Este aspecto, outrora presente no Código Imperial, é uma marca atribuída unanimimente ao perdão judicial tal qual o conhecemos atualmente. Revela importante preocupação com as vítimas, e separa, sabiamente, as esferas relativas ao direito de punir - do qual o Estado abre mão - e ao dever de indenizar - o qual preserva-se, em atenção aos interesses das vítimas. Todavia, não podemos deixar de ressaltar que o perdão judicial é ato privativo do Magistrado, enquanto que o perdão versado no Código Imperial era concedido pelo “Poder Moderador” - um quarto poder exercido pelo imperador, assessorado pelo Conselho de Estado, e que era uma forma de interferência o imperador nos poderes judiciário e legislativo. Por vários aspectos, dentre eles esta preocupação com a situação da vítima mesmo diante do perdão pelo poder Moderador, foi o Código Criminal de 1.830 bastante elogiado. BEMFICA relata que: “Foi o quinto Código Penal do mundo e, de certa forma, original. (...) Reivindicamos para nós a honra de haver sido o nosso primeiro Código superior aos da maioria dos países mais importantes da época, servindo de modelo para muitos”. (BEMFICA, p. 65, 1969).

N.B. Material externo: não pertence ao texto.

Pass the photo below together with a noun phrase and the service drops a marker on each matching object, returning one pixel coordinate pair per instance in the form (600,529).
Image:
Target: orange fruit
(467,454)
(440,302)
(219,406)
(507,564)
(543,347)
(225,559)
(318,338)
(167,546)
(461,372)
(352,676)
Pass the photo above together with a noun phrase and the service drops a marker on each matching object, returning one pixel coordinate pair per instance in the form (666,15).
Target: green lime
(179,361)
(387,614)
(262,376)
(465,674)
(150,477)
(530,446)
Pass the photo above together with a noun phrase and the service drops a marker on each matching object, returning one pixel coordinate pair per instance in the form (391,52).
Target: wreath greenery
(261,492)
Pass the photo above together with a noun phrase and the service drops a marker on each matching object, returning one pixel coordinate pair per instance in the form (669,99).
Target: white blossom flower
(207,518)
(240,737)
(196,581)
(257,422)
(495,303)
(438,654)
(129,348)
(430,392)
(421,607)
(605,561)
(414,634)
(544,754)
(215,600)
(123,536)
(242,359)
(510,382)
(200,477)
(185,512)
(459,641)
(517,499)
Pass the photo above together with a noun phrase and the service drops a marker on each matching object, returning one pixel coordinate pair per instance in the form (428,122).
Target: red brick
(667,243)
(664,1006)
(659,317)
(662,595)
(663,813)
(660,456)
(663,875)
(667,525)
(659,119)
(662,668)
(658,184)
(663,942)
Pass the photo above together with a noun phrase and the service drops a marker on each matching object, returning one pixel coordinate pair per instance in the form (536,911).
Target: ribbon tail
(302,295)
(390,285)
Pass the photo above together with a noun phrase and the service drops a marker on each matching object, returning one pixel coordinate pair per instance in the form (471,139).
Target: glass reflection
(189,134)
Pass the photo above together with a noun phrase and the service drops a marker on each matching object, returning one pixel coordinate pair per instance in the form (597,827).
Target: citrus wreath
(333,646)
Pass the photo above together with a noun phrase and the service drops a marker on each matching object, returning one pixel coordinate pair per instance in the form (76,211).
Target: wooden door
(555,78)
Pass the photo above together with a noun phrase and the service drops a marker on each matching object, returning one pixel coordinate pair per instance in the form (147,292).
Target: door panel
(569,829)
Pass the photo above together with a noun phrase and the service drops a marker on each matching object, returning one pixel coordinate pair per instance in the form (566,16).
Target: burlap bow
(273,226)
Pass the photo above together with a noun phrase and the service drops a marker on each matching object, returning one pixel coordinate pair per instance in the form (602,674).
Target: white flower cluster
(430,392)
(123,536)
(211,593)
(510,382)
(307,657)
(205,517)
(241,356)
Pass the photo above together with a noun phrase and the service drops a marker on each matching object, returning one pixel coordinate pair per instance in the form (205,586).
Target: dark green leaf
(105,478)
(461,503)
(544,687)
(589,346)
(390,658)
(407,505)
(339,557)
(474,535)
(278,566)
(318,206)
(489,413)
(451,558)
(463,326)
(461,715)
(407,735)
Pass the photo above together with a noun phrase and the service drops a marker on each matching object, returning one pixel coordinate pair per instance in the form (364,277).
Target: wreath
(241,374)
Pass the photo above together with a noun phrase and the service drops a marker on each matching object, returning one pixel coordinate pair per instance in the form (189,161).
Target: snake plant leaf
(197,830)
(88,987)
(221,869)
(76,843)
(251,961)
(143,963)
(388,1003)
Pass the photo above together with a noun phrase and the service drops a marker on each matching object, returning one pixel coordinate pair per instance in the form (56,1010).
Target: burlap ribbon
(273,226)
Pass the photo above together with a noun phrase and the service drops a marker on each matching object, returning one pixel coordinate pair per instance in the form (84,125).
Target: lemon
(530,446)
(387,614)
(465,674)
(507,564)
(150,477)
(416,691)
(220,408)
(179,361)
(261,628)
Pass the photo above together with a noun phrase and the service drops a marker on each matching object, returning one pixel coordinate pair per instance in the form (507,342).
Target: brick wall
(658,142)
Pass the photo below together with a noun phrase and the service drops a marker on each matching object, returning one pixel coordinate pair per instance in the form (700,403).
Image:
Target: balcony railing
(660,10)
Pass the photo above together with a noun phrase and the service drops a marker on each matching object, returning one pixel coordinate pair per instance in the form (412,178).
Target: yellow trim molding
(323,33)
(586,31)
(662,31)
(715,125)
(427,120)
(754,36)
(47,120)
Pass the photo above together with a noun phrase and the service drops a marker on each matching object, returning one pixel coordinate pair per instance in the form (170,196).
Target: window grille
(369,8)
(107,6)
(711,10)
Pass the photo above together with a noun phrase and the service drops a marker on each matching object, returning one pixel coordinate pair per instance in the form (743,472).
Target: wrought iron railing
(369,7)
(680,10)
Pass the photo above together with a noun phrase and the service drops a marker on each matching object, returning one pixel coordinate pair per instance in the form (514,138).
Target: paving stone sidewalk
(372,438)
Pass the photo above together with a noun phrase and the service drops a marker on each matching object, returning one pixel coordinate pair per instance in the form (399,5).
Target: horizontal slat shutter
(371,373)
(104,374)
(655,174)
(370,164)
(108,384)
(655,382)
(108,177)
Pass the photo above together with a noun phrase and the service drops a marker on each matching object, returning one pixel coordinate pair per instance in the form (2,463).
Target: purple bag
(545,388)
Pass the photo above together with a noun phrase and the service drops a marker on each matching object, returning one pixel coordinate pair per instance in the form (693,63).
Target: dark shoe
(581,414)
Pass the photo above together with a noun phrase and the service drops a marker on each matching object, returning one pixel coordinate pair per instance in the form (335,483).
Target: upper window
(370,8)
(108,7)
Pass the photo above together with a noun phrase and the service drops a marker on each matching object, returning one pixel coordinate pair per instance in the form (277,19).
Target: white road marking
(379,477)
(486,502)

Certamente pelo fato de que a Constituição de 1.824 foi outorgada pelo imperador, trouxe aquela Carta Política a instituição de quatro poderes: Executivo, Legislativo, Judiciário e Moderador. Tanto o poder Executivo quanto o Moderador eram exercidos pelo imperador. BEMFICA, Francisco Vani, Curso de Direito Penal, São Paulo: Centrais Impressoras Brasileiras, 1.969, v. 1, p. 65. (BEMFICA, p. 65, 1969).

PERDÃO JUDICIAL DA EXTINÇÃO DA PUNIBILIDADE

Conceitua-se o delito após a evolução dos sistemas clássico, neoclássico e finalista, como a ação típica e antijurídica (injusto), praticado por autor, culpável. Seus elementos analíticos componentes são a tipicidade, a ilicitude e a culpabilidade. Deve haver a adequação da ação ao tipo, descritivo e valorativo, salvo quando existam permissões legais para a realização do injusto penal, o qual deverá ser reprovável ao autor, desde que seja imputável, possua consciência potencial da ilicitude, não lhe sendo razoável conduta diversa. Assim, coloca-se a punibilidade não como requisito, mas como consequência jurídica do ilícito penal (possibilidade de imposição ou execução da sanção penal).(MAYRINK, 2020).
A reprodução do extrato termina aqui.